@basementuniverse/bm25
Version:
Search for terms in an array of documents
75 lines (57 loc) • 1.9 kB
Markdown
Search for terms in an array of documents using [Okapi BM25](https://en.wikipedia.org/wiki/Okapi_BM25).
```
npm install -g @basementuniverse/bm25
```
```typescript
import { Corpus } from '@basementuniverse/bm25';
const corpus = new Corpus([
'This is a document',
'Here is another document',
]);
const results = corpus.search('document');
```
`results` will look something like:
```json
[
{
"document": "This is a document",
"score": 0.5
},
{
"document": "Here is another document",
"score": 0.5
}
]
```
The documents passed into the `Corpus` constructor will be treated as strings by default, and will be converted to lowercase and split by non-word characters.
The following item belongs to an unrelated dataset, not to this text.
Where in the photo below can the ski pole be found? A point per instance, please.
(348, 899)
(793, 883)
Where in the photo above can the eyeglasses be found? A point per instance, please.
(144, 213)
However, it is possible to pass in values of any type here, as long as you provide a function to convert each value to an array of strings. For example:
```typescript
const corpus = new Corpus(
[
{
id: '1234',
name: 'John Doe',
},
{
id: '2345',
name: 'Jane Doe',
},
],
{
processor: document => [document.id, ...document.name.toLowerCase().split(' ')],
},
);
```
Partial term matching can be enabled by passing `true` as the second argument to `search()`:
```typescript
const results = corpus.search('doe', true);
```
The 2nd argument to the `Corpus` constructor is an options object, which can contain the following properties:
- `processor` (function) - A function to convert each document to an array of strings.
- `k1` (number between 1.2 and 2, default: 1.5) - Controls the impact of term frequency saturation.
- `b` (number between 0 and 1, default: 0.75) - Controls how much the document length affects the term frequency score.
- `gamma` (number, default: 1) - Addresses a deficiency of BM25 in which term frequency normalization by document length is not properly lower-bounded.